FS#5867 - [Windows] Critical Crash when selecting zBase

Attached to Project: OpenTTD
Opened by Memman (memman32) - Sunday, 19 January 2014, 02:12 GMT
Last edited by fonsinchen (fonsinchen) - Sunday, 23 February 2014, 14:32 GMT
Type Bug
Category Core
Status Closed
Assigned To No-one
Operating System Windows
Severity Critical
Priority Normal
Reported Version 1.4.0-beta2
Due in Version Undecided
Due Date Undecided
Percent Complete 100%
Votes 0
Private No


Switched to zBase before starting a game.
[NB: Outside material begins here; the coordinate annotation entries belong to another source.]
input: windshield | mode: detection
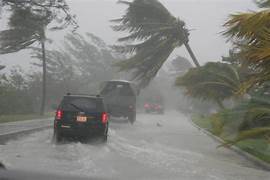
[0,0,270,180]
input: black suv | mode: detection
[100,80,139,123]
[54,94,109,141]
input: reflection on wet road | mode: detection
[0,111,270,180]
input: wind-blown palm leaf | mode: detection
[224,9,270,93]
[112,0,198,87]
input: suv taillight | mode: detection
[101,112,108,124]
[56,110,63,120]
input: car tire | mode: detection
[128,112,136,124]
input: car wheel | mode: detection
[128,113,136,124]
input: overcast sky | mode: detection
[0,0,256,70]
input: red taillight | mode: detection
[56,110,63,120]
[144,103,150,108]
[101,112,108,124]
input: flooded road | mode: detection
[0,111,270,180]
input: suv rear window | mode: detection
[101,83,135,96]
[62,97,101,112]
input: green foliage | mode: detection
[224,8,270,93]
[0,0,78,30]
[0,68,34,114]
[0,7,47,54]
[255,0,270,8]
[175,62,241,108]
[113,0,198,87]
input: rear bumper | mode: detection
[54,121,108,136]
[108,106,136,117]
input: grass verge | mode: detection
[0,112,54,123]
[192,116,270,164]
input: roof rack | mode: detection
[66,92,101,97]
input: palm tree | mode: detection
[0,7,51,115]
[0,0,78,115]
[175,62,241,109]
[112,0,200,87]
[224,9,270,93]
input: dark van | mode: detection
[54,94,109,141]
[100,80,138,123]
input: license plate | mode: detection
[77,116,87,122]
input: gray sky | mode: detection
[0,0,256,70]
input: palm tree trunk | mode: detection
[184,42,200,67]
[40,40,47,116]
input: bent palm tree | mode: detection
[112,0,199,87]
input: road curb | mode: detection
[190,119,270,171]
[0,125,52,144]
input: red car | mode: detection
[144,102,164,114]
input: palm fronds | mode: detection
[224,9,270,92]
[112,0,197,87]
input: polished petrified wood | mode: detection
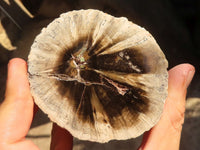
[28,10,168,142]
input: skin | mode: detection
[0,58,195,150]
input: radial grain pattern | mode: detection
[28,10,168,142]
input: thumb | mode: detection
[139,64,195,150]
[0,58,34,143]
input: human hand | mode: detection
[138,64,195,150]
[0,59,194,150]
[0,58,73,150]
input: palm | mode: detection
[0,59,194,150]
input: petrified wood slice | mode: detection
[28,10,168,142]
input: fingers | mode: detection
[0,58,34,143]
[139,64,195,150]
[50,123,73,150]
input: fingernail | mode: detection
[186,70,195,88]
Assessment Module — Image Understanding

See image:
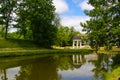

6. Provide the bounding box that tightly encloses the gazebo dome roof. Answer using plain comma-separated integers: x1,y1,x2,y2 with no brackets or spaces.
73,36,81,40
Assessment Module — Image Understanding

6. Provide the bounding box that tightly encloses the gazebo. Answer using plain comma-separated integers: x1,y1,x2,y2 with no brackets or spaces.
72,36,82,49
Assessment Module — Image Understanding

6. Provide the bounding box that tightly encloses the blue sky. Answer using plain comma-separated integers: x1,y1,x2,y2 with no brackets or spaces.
53,0,93,32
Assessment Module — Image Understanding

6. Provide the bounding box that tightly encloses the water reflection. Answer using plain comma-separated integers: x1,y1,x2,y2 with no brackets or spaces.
0,54,120,80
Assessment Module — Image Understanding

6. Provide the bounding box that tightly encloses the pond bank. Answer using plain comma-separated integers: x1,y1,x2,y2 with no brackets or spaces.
0,49,93,57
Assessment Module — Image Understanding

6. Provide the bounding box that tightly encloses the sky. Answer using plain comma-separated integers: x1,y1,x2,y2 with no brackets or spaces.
53,0,93,33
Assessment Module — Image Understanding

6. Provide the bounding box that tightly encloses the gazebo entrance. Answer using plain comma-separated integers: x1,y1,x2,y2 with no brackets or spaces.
72,36,82,49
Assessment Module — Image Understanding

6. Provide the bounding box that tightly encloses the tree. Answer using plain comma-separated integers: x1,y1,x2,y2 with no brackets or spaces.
16,0,57,47
0,0,17,39
81,0,120,50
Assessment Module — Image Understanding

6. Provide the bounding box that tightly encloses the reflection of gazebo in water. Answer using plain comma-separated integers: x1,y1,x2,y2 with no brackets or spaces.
72,55,84,68
73,35,82,49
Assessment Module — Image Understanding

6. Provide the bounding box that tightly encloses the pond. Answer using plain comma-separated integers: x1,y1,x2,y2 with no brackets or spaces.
0,54,120,80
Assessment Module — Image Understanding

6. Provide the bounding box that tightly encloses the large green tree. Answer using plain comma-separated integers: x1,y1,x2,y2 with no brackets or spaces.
16,0,57,47
81,0,120,50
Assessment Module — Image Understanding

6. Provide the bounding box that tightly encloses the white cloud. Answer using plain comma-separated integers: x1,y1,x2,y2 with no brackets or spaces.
53,0,69,14
79,0,94,10
61,16,90,33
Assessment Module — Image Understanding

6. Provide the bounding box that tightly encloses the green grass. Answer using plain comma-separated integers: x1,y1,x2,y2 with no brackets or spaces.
0,49,93,57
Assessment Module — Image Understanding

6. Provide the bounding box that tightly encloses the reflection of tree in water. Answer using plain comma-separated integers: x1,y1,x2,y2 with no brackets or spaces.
16,57,57,80
0,69,8,80
16,55,74,80
57,55,74,70
72,54,86,68
93,54,112,80
112,54,120,68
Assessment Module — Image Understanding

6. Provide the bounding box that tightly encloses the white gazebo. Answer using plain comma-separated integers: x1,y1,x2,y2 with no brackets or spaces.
72,36,82,49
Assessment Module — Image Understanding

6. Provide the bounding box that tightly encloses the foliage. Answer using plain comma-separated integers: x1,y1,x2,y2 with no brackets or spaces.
81,0,120,50
16,0,57,47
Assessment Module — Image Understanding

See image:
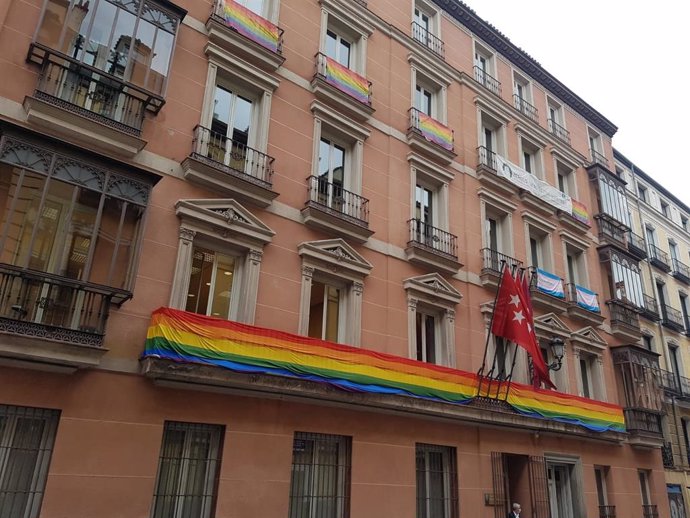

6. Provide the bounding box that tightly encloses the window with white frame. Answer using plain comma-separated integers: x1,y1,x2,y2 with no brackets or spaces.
0,405,60,518
170,199,274,324
288,432,352,518
151,421,225,518
415,443,458,518
297,239,372,345
403,273,462,367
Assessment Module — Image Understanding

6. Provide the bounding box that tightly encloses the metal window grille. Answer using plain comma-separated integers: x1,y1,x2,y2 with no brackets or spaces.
0,405,60,518
289,432,352,518
151,421,225,518
416,444,458,518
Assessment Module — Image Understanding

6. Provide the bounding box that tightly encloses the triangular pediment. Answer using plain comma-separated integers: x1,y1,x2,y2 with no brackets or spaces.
403,272,462,305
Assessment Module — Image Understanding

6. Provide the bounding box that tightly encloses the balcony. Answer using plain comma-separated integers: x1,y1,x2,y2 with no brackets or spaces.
513,94,539,123
565,283,604,326
640,293,661,322
206,0,285,72
0,263,131,372
412,22,446,59
606,299,642,342
661,304,685,333
671,258,690,284
649,243,671,273
628,230,647,260
302,176,374,243
474,65,501,97
549,119,570,145
24,49,149,157
311,52,375,122
407,108,457,165
182,126,278,207
480,248,522,288
530,268,568,313
599,505,616,518
405,219,462,274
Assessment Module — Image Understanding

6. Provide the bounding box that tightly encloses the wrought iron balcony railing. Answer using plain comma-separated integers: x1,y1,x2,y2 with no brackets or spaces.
307,176,369,226
672,258,690,284
549,119,570,145
412,22,446,59
407,219,458,259
474,65,501,97
0,264,131,346
513,94,539,122
481,248,522,275
192,126,274,189
34,52,150,136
Once I x'd out, the game immediately crashed. I also manually loaded the latest version of zBase, but it still crashed. No issues in 1.33, but I may go back and try beta 1 to see if it works there.
This task depends upon

Closed by  fonsinchen (fonsinchen)
Sunday, 23 February 2014, 14:32 GMT
Reason for closing:  Fixed
Additional comments about closing:  In r26365
Comment by frosch (frosch) - Sunday, 19 January 2014, 11:40 GMT
Information from crash.dmp:
00000000`001db840 00000001`3ff304cc : 00000000`00000002 00000000`001db990 00000000`00000000 00000000`00000000 : openttd!Blitter_32bppSSE4_Anim::Draw+0xcfa [c:\bamboo-agent-home\xml-data\build-dir\ottd-rls-w64bit\src\blitter\32bpp_anim_sse4.cpp @ 379]
00000000`001db960 00000001`3ff2edd1 : 00000000`00000000 00000000`0000013d 00000000`00000018 00000001`00000000 : openttd!GfxBlitter<1,1>+0x448 [c:\bamboo-agent-home\xml-data\build-dir\ottd-rls-w64bit\src\gfx.cpp @ 947]
00000000`001dba00 00000001`3ff2f4ec : 00000001`40b801b8 00000000`00000000 00000000`00000000 00000000`0da7bb40 : openttd!DrawSprite+0xb5 [c:\bamboo-agent-home\xml-data\build-dir\ottd-rls-w64bit\src\gfx.cpp @ 818]
00000000`001dba50 00000001`401e67bc : 00000000`00000000 00000000`001dbad9 00000000`04380780 00000000`00000006 : openttd!DrawMouseCursor+0x184 [c:\bamboo-agent-home\xml-data\build-dir\ottd-rls-w64bit\src\gfx.cpp @ 1239]
00000000`001dba90 00000000`77399bd1 : 00000000`00000005 00000000`00000001 00000000`00000000 00000000`00000006 : openttd!WndProcGdi+0x270 [c:\bamboo-agent-home\xml-data\build-dir\ottd-rls-w64bit\src\video\win32_v.cpp @ 916]
00000000`001dbb40 00000000`00000005 : 00000000`00000001 00000000`00000000 00000000`00000006 00000000`00000000 : user32+0x19bd1
00000000`001dbb48 00000000`00000001 : 00000000`00000000 00000000`00000006 00000000`00000000 00000000`00000000 : 0x5
00000000`001dbb50 00000000`00000000 : 00000000`00000006 00000000`00000000 00000000`00000000 00000000`00000001 : 0x1

Most likely duplicate of  FS#5854  and  FS#5855 , and already fixed in nightlies.
Comment by frosch (frosch) - Sunday, 19 January 2014, 11:41 GMT
Can you please check nightlies, whether it works there?
Comment by MJP (MJP) - Monday, 20 January 2014, 22:23 GMT
 FS#5854  and  FS#5855  could not happen on Windows so it must be something else.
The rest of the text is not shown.